Tot een andere man zegt Jezus: „Wees mijn volgeling.”

„Sta mij toe eerst heen te gaan en mijn vader te begraven”, antwoordt de man.

„Laat de doden hun doden begraven,” antwoordt Jezus, „maar gij, ga heen en maak alom het koninkrijk Gods bekend.” De vader van de man was kennelijk nog niet gestorven, want in dat geval zou het zeer onwaarschijnlijk zijn dat zijn zoon hier naar Jezus luisterde. De zoon vraagt klaarblijkelijk of hem de tijd vergund mag worden de dood van zijn vader af te wachten. Hij is niet bereid Gods koninkrijk de eerste plaats in zijn leven toe te kennen.

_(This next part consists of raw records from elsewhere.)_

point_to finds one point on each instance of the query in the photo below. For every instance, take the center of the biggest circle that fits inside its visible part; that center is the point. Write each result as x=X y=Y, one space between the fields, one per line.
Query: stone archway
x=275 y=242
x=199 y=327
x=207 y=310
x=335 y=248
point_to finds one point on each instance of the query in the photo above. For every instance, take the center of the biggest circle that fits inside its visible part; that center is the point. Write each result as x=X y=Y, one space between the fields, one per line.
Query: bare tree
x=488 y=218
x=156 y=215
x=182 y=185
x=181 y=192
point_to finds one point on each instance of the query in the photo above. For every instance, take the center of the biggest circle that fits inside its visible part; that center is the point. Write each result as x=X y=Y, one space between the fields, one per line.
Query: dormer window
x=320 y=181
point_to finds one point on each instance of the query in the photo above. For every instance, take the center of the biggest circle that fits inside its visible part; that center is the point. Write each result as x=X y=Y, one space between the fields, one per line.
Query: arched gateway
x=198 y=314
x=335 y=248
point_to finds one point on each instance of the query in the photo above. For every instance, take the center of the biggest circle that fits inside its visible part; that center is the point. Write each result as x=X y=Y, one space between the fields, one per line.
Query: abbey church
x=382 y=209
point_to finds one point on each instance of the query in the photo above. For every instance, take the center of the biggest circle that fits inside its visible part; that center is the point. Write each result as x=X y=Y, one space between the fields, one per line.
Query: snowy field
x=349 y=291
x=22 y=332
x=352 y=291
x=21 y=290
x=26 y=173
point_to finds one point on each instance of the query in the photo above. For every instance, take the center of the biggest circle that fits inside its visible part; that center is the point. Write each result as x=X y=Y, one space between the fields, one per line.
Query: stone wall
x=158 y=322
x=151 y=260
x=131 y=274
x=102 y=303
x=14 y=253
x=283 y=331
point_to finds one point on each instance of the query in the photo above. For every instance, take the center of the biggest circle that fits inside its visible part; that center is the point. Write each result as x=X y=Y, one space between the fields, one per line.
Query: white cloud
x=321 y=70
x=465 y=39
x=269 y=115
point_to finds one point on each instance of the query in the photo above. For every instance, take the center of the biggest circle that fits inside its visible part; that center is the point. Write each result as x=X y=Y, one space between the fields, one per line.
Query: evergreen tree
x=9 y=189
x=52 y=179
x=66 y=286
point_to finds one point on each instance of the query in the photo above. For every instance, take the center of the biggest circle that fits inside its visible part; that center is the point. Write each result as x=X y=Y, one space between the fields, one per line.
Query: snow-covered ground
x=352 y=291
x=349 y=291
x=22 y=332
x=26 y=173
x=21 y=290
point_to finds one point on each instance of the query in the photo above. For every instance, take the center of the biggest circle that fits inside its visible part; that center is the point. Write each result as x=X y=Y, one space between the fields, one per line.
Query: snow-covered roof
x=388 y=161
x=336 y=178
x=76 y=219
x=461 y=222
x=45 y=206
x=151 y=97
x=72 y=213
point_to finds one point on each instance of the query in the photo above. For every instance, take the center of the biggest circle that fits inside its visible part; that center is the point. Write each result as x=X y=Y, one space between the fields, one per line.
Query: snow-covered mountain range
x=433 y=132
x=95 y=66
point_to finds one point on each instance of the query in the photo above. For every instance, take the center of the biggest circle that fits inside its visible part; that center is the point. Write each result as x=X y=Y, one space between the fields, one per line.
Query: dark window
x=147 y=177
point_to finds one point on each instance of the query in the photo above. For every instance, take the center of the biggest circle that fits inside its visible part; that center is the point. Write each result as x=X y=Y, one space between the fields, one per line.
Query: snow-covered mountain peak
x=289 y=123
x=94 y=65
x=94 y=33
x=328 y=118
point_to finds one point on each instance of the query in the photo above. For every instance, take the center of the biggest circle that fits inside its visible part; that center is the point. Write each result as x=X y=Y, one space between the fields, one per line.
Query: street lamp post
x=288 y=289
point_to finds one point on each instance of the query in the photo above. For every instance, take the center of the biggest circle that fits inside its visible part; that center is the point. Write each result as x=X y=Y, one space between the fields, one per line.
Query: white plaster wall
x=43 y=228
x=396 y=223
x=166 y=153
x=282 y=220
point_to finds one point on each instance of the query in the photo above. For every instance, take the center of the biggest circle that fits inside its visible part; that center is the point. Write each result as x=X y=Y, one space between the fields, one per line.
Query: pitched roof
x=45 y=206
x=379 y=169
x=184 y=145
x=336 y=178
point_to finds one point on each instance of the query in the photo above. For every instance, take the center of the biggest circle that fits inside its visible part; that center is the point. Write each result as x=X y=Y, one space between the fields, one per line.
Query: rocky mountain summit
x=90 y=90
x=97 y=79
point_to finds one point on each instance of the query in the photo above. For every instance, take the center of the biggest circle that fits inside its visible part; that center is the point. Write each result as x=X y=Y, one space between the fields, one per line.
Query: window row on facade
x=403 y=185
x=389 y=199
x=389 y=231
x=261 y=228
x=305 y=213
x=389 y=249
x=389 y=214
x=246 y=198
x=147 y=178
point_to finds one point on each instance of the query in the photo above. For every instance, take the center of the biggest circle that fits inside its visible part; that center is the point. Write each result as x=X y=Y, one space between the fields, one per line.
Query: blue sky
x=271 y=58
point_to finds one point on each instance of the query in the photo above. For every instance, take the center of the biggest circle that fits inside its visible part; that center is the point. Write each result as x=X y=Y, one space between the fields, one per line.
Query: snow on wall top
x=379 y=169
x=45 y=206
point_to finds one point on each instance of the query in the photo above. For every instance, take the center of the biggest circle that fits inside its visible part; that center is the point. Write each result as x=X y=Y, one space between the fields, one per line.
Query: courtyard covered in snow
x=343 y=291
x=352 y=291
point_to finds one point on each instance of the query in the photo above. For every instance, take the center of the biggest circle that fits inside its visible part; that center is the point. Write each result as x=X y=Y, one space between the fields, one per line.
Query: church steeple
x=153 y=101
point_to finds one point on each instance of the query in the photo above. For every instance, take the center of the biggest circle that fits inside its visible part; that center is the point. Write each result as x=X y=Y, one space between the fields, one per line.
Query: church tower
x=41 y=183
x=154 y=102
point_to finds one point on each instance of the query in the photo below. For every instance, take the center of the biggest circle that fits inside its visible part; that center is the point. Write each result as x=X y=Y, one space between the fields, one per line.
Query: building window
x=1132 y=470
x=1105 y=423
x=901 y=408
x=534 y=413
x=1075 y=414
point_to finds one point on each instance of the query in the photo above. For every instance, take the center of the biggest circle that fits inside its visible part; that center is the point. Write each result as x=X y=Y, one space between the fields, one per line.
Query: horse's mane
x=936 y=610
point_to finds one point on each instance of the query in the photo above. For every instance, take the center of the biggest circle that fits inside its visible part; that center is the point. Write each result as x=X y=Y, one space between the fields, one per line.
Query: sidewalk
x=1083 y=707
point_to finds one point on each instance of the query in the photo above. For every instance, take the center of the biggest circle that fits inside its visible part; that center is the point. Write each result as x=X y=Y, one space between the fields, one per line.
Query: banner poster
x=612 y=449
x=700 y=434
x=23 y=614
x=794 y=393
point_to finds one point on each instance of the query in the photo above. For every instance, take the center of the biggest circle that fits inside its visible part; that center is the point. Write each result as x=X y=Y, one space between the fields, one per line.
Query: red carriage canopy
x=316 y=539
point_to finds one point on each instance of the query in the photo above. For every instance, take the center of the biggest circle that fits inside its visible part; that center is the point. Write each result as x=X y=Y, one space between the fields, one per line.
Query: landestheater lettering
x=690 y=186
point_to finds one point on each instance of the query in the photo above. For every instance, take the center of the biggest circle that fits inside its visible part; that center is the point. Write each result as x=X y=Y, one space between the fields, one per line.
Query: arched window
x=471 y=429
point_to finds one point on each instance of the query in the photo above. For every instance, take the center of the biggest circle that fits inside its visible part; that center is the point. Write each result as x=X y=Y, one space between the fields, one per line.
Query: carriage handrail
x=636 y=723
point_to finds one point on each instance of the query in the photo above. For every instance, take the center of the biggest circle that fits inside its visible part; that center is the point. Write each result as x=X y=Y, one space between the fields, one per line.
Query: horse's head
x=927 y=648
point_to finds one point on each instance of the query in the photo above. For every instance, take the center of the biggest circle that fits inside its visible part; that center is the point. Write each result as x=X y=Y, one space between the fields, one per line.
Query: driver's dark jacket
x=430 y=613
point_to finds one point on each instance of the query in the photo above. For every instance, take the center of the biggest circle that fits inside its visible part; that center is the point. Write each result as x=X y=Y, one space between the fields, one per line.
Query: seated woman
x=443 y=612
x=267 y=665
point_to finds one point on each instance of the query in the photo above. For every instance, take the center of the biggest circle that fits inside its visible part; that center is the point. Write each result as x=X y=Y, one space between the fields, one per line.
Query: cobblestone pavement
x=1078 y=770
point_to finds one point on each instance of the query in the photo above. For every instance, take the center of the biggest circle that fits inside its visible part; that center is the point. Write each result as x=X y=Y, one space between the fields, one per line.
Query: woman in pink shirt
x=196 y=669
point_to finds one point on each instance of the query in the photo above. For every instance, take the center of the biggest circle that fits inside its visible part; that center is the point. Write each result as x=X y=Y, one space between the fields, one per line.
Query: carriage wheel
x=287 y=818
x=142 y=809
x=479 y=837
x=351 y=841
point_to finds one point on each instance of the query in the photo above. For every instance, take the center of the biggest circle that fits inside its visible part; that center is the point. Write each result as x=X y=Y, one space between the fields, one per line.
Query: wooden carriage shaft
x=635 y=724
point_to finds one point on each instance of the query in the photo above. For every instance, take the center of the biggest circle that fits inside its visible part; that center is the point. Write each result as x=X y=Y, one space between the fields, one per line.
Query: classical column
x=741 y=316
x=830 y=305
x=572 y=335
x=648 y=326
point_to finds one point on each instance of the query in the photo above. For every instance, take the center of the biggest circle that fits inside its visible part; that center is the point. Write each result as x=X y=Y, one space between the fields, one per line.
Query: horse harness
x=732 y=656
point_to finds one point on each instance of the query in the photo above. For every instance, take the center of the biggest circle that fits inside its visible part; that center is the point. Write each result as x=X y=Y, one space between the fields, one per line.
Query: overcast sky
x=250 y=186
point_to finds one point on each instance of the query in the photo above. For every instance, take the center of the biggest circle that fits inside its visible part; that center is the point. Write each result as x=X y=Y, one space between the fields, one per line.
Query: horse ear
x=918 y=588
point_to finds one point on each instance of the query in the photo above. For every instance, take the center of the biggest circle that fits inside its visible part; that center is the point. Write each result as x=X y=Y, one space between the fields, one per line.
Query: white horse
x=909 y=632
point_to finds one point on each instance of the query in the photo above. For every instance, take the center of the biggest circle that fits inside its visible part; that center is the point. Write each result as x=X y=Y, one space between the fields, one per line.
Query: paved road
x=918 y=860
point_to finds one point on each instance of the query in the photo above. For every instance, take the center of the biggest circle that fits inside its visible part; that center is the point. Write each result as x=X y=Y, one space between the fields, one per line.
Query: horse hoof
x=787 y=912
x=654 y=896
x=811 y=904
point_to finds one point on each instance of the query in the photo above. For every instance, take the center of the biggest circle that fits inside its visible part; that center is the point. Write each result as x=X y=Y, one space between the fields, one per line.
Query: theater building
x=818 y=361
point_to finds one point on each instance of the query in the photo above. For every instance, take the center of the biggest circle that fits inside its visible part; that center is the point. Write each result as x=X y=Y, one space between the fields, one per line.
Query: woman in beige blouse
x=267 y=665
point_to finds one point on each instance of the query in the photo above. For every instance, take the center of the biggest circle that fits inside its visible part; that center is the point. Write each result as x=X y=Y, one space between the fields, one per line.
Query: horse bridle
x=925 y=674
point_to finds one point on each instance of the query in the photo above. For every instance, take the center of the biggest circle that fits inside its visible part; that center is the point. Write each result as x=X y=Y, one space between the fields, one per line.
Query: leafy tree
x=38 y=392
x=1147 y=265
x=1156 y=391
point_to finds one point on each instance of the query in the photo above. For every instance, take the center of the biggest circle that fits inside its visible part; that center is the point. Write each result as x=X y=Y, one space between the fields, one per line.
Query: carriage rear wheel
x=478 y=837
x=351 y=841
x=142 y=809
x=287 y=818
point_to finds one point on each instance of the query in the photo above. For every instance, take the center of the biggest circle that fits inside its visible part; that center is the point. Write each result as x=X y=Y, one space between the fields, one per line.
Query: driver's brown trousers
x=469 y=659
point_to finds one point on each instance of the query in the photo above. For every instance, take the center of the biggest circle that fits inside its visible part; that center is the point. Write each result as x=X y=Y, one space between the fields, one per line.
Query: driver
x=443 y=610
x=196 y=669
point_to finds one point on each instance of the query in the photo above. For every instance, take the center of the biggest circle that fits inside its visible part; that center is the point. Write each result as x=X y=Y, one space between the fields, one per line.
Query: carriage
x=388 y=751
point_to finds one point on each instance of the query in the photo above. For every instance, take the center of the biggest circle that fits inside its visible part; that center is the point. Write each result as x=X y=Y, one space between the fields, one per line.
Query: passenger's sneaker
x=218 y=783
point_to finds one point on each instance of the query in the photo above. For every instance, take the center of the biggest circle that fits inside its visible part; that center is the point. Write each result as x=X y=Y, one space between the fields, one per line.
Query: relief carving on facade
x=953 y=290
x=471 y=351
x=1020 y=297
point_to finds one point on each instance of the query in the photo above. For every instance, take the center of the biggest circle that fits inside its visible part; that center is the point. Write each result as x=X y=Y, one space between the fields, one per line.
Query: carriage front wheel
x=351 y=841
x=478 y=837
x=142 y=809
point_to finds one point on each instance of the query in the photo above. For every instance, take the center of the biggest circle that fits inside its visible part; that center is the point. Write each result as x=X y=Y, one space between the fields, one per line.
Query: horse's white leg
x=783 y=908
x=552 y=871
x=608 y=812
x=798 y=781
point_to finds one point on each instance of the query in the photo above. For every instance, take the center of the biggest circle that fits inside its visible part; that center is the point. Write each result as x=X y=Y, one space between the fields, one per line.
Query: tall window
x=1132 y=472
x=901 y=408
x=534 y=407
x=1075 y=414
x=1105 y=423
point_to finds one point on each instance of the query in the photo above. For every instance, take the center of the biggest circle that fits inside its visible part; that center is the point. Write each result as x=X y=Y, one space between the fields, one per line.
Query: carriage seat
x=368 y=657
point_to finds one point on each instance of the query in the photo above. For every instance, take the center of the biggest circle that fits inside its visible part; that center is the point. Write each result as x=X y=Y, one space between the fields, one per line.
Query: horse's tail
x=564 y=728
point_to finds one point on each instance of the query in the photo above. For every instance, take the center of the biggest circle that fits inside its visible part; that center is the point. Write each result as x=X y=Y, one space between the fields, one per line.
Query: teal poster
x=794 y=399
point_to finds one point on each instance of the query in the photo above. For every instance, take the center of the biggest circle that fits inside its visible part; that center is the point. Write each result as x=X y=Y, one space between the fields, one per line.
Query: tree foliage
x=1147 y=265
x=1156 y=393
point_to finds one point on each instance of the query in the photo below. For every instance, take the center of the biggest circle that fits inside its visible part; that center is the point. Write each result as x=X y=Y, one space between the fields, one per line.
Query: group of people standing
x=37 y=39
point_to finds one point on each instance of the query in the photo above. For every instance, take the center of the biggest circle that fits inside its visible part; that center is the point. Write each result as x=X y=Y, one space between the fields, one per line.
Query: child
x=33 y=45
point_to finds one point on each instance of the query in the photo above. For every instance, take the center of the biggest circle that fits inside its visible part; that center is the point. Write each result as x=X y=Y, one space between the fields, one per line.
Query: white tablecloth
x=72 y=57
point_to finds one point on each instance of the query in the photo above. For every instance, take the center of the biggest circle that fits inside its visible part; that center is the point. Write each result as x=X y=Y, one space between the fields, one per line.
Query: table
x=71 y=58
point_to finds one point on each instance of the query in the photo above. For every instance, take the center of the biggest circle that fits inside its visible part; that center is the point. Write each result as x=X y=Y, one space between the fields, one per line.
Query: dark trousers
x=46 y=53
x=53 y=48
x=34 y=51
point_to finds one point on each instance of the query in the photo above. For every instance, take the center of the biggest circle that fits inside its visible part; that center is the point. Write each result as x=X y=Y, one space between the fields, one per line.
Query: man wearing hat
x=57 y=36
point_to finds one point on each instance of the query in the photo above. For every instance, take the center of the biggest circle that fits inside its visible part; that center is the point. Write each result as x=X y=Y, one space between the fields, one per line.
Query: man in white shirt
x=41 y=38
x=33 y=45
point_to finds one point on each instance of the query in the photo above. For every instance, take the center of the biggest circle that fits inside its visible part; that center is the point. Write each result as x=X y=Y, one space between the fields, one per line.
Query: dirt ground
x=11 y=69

Terwijl zij op de weg naar Jeruzalem voortgaan, zegt een andere man tot Jezus: „Ik zal u volgen, Heer, maar sta mij toe eerst afscheid te nemen van mijn huisgenoten.”

Als antwoord zegt Jezus: „Niemand die zijn hand aan de ploeg heeft geslagen en ziet naar de dingen die achter hem liggen, is goed geschikt voor het koninkrijk Gods.” Degenen die Jezus’ discipelen willen zijn, moeten hun ogen op de Koninkrijksdienst gericht hebben. Net als een vore naar alle waarschijnlijkheid scheef zal gaan lopen als de ploeger niet recht vooruit blijft kijken, kan een ieder die naar dit oude samenstel van dingen terugkijkt, gemakkelijk struikelen en van de weg af raken die naar het eeuwige leven leidt. Johannes 7:2-10; Lukas 9:51-62; Matthéüs 8:19-22.

▪ Wie zijn Jezus’ broers, en hoe denken zij over hem?

▪ Waarom zijn de Samaritanen zo onheus, en wat willen Jakobus en Johannes doen?

▪ Welke drie gesprekken voert Jezus onderweg, en hoe beklemtoont hij de noodzaak van dienst die met zelfopoffering gepaard gaat?